Todd Cranmore

Artificial eyes are still painted by hand, one human being gazing into the face of another. More art than science, they're created from hundreds of layers of pigment and acrylic, the relationship between ocularist and patient. Ocularist Todd Cranmore of Kirkland:

Q: Why don't you use digital photography or computers?

A: It looks terrible. A picture is two-dimensional. The eye is three-dimensional. It has shadows, valleys. . . . You could try to analyze and be precise . . . all the elements are there, but when you step back, it doesn't come together, it doesn't look real.
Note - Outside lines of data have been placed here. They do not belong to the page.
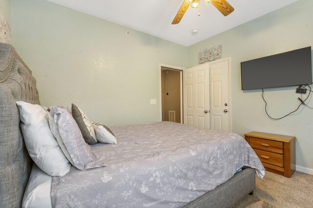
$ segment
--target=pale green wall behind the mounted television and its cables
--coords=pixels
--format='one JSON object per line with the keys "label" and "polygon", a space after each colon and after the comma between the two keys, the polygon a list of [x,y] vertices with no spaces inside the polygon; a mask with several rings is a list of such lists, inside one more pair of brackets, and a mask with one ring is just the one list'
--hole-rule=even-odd
{"label": "pale green wall behind the mounted television and its cables", "polygon": [[[198,65],[198,52],[222,44],[222,58],[231,57],[232,130],[296,136],[296,165],[313,169],[313,110],[300,110],[273,121],[265,113],[262,90],[241,90],[240,62],[313,46],[313,0],[300,0],[268,15],[188,47],[188,67]],[[236,12],[236,10],[235,10]],[[265,90],[268,112],[280,117],[297,108],[296,87]],[[308,100],[313,107],[313,100]]]}

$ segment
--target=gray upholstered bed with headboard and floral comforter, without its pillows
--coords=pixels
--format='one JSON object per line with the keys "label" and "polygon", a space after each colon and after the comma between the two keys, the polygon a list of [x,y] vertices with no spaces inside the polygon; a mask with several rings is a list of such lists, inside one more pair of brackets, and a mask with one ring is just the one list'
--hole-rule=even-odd
{"label": "gray upholstered bed with headboard and floral comforter, without its pillows", "polygon": [[[31,187],[36,181],[28,180],[33,163],[15,102],[40,101],[35,78],[11,45],[0,43],[0,69],[5,69],[0,71],[0,207],[15,208],[22,206],[27,183]],[[255,174],[265,173],[254,151],[235,133],[172,122],[116,127],[112,132],[118,144],[90,145],[105,167],[71,167],[65,176],[39,177],[48,187],[39,191],[48,192],[43,201],[60,208],[229,207],[252,194]],[[34,167],[31,178],[40,172]]]}

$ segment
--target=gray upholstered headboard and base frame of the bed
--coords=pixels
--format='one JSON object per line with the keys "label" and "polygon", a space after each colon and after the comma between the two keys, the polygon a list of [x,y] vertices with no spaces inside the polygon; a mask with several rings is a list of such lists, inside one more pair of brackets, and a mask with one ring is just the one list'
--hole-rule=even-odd
{"label": "gray upholstered headboard and base frame of the bed", "polygon": [[[39,104],[36,79],[13,46],[0,43],[0,208],[18,208],[32,160],[25,148],[16,101]],[[246,168],[184,208],[230,207],[255,189],[255,170]]]}

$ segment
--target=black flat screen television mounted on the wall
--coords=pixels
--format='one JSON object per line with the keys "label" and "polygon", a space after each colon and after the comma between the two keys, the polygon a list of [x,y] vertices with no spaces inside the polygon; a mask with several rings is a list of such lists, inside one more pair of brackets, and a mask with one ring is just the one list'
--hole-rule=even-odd
{"label": "black flat screen television mounted on the wall", "polygon": [[241,62],[242,90],[312,84],[311,46]]}

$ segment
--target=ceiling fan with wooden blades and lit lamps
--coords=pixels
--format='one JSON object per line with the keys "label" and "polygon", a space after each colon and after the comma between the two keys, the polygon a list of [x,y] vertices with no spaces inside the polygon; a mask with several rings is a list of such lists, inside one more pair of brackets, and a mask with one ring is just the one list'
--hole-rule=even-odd
{"label": "ceiling fan with wooden blades and lit lamps", "polygon": [[[234,11],[234,8],[226,0],[204,0],[204,1],[206,4],[212,3],[224,16],[227,16]],[[200,5],[200,0],[184,0],[172,24],[178,24],[180,22],[185,12],[187,11],[189,5],[191,5],[191,8],[198,9]]]}

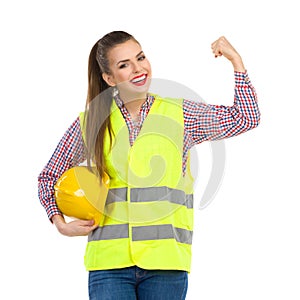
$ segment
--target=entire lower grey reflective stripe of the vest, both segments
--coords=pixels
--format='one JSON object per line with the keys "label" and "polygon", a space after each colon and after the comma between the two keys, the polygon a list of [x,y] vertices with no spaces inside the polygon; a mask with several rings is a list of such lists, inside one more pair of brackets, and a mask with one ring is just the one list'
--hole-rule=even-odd
{"label": "entire lower grey reflective stripe of the vest, both segments", "polygon": [[[132,227],[132,241],[175,239],[179,243],[192,244],[193,232],[173,227],[171,224]],[[98,227],[88,241],[114,240],[129,238],[129,225],[116,224]]]}

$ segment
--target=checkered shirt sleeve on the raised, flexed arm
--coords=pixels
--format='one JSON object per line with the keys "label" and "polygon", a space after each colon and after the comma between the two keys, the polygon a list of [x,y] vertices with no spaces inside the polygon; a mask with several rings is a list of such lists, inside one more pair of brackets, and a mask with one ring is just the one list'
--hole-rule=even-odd
{"label": "checkered shirt sleeve on the raised, flexed arm", "polygon": [[220,140],[258,126],[260,111],[257,94],[248,73],[235,72],[234,104],[211,105],[184,100],[185,130],[190,146],[207,140]]}

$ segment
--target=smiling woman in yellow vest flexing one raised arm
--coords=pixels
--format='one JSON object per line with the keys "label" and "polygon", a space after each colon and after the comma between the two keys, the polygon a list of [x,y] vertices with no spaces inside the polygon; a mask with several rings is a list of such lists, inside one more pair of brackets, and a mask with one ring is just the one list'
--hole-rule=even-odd
{"label": "smiling woman in yellow vest flexing one raised arm", "polygon": [[[151,65],[130,34],[114,31],[91,50],[86,113],[66,131],[39,175],[39,197],[61,234],[89,235],[90,299],[185,299],[193,232],[189,150],[259,123],[256,93],[225,37],[212,43],[235,75],[234,105],[149,93]],[[87,160],[110,177],[105,218],[66,222],[54,198],[64,171]]]}

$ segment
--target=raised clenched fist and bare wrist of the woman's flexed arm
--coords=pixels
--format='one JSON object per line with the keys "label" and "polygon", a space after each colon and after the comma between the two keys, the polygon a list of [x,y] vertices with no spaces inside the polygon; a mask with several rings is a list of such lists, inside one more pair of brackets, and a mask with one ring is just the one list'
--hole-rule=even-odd
{"label": "raised clenched fist and bare wrist of the woman's flexed arm", "polygon": [[216,41],[214,41],[211,44],[211,49],[215,57],[222,55],[226,57],[232,63],[235,71],[246,71],[241,56],[224,36],[221,36]]}

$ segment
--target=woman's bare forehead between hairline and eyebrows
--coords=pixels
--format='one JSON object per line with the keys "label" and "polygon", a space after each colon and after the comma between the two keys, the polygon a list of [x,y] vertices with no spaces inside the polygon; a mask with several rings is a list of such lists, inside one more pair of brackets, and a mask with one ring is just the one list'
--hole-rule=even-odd
{"label": "woman's bare forehead between hairline and eyebrows", "polygon": [[118,44],[108,52],[108,60],[116,64],[121,60],[135,58],[142,51],[141,46],[134,40]]}

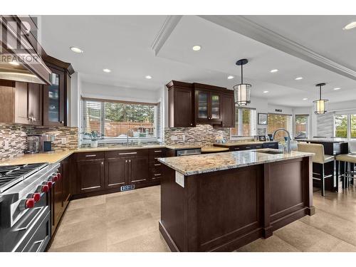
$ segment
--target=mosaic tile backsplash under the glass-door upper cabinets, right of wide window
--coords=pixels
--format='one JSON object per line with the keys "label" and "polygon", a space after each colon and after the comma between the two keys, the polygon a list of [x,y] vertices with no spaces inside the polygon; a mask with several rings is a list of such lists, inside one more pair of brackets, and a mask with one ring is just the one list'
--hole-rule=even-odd
{"label": "mosaic tile backsplash under the glass-door upper cabinets, right of wide window", "polygon": [[[164,144],[166,145],[212,145],[217,135],[222,135],[229,141],[230,128],[214,128],[211,125],[197,125],[197,127],[178,127],[164,129]],[[176,136],[177,140],[172,140]],[[185,139],[183,138],[185,137]]]}

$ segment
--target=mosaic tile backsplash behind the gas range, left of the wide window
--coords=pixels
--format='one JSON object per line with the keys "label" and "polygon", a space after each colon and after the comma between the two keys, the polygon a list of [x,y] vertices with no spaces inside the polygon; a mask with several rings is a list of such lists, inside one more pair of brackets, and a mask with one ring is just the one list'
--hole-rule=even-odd
{"label": "mosaic tile backsplash behind the gas range, left of the wide window", "polygon": [[[0,124],[0,160],[19,157],[27,149],[27,134],[54,135],[52,149],[55,151],[78,148],[78,127],[43,127],[28,125]],[[66,144],[62,144],[66,138]]]}

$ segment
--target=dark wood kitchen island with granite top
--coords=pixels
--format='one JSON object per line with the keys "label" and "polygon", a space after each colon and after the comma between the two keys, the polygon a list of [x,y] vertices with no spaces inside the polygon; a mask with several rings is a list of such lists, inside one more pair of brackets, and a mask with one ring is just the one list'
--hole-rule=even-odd
{"label": "dark wood kitchen island with granite top", "polygon": [[313,215],[312,153],[249,150],[159,159],[159,231],[171,251],[234,251]]}

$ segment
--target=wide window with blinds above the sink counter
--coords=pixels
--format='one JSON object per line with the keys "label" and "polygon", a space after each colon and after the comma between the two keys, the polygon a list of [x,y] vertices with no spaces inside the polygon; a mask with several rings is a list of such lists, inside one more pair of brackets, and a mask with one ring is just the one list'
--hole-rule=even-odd
{"label": "wide window with blinds above the sink counter", "polygon": [[[160,103],[130,103],[125,101],[83,98],[80,115],[82,132],[98,132],[102,139],[126,139],[132,130],[133,137],[160,139]],[[83,139],[87,139],[83,135]],[[132,138],[129,135],[129,138]]]}

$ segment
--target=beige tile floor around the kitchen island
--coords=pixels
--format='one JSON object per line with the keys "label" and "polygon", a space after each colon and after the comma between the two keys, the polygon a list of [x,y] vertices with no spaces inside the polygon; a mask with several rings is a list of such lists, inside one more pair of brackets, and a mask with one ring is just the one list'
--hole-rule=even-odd
{"label": "beige tile floor around the kitchen island", "polygon": [[[49,251],[169,251],[159,234],[159,186],[70,202]],[[314,216],[237,251],[356,251],[356,189],[314,192]]]}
Q: It takes a human touch?

A: I think so. We get to know a patient as we're painting, and I don't know how much of that flows from the brush. (The process takes 8 to 10 hours, several appointments.) Something about doing this for a person who has a need really brings out the pattern, the color, the match. The eye is so detailed, a living tissue. It's a beautiful organ. It can be romantic, it can be stern. There are so many different emotions that can be portrayed in your eyes.

Q: Are you painting emotions?

A: That's interesting because I think we are, but it's probably ours. If we did theirs, in that moment, it's probably going to be anxiety. . . . Someone who's here has gone through a lot of emotional turmoil. They've suffered a loss. There's a grieving process: Denial, anger, acceptance and then forgiveness depending on how they lost their eye. There is quite a bit of healing that needs to take place. . . . Our goal is to really try to restore a patient back to normal.

Q: How do people lose their eyes?

A: Cancer's pretty big, accidents, diabetes, vascular diseases, (birth defects), then rare things like an organism in puppy feces that somehow got into a child's eye and deteriorated it. We still get kids from BB guns. It's almost always the cousin, not intentional. Car accidents. Golf balls. Bungee cords snapping back. One patient kicked by a horse. Used to be more industrial accidents; that's decreased due to safety glasses.

Q: How long do artificial eyes last?

A: About five years. Four years for kids. We see babies every two weeks to resize the eyes because they're growing so quickly.

One patient heading off to college, he said he wanted "girl-catching" eyes. It's interesting to know what that means to a person who has been blind from birth. He said: "Well, they're green." I said, "OK! I can do that."